Could You Handle Your Commute In This Iron Man-Like Jet Pack?

By Adele Peters , April 28, 2017

Eighteen months ago, British inventor Richard Browning tried an experiment: he strapped a small gas turbine to his arm to see if he could get liftoff (don’t try this at home, we’re obligated to add). Several experiments later, after he and his team added more engines to each arm and leg, his homemade jetpack was working, and he could fly for as long as 12 minutes.

At TED 2017, he headed outside to demonstrate for the crowd. The vision, for the moment, is to build a new type of extreme sports equipment–though it could potentially be used in other ways, such as military rescues in areas where a helicopter might attract gunfire.
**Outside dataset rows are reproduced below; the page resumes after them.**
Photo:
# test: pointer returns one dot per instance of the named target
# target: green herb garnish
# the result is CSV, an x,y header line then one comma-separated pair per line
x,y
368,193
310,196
“For the immediate future, I would liken it to a jet ski,” Browning tells Fast Company. “There’s no real practical purpose to it, it’s just a massive amount of fun. But, like technology has a habit, I think actually, by accident, we’ve opened up a whole new avenue of human flight.”

Through his startup, Gravity, he’s working to build a version that can stay in the air longer and fly higher. “I don’t think anyone’s going to go down to Walmart or take the kids to school in any of this stuff for a while,” he told the audience at TED. “But the team at Gravity are building some awesome technology that’s going to make this look like child’s play.”
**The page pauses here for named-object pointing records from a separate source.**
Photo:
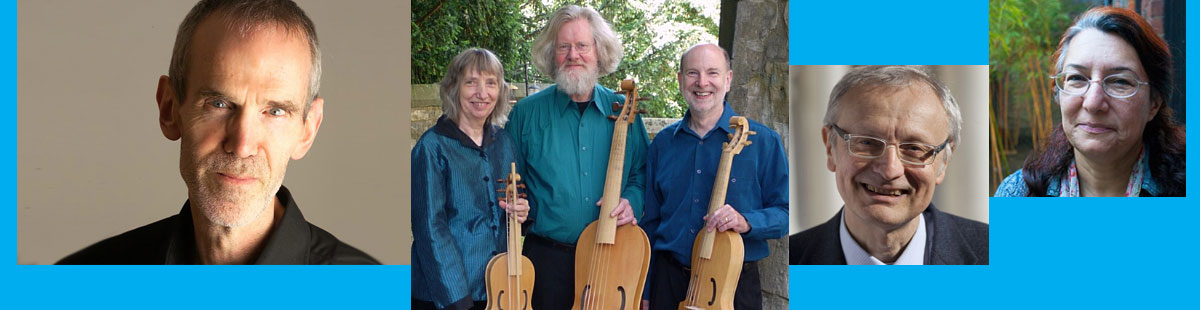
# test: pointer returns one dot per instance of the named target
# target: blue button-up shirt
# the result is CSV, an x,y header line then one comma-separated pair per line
x,y
567,159
682,168
457,224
Browning’s vision of an “augmented human” was inspired by his father’s dreams of flight, and his own realization that a set of small jet engines might actually get him airborne.

“I think we all, every now and then, dare believe something that’s on the edge of our capability,” says Browning. “And when that thing is also on the edge of what the rest of society thinks is impossible, that’s even more exciting. Sometimes, very rarely, one of those things gets across the line.”

The engines could run on biodiesel, but Browning acknowledges that the flight suit isn’t exactly sustainable, at least in its current form. “Even in the display today, I think we burned through 12 liters of fuel,” he says. “It’s not an efficient way of moving around. But then, it’s early stage.”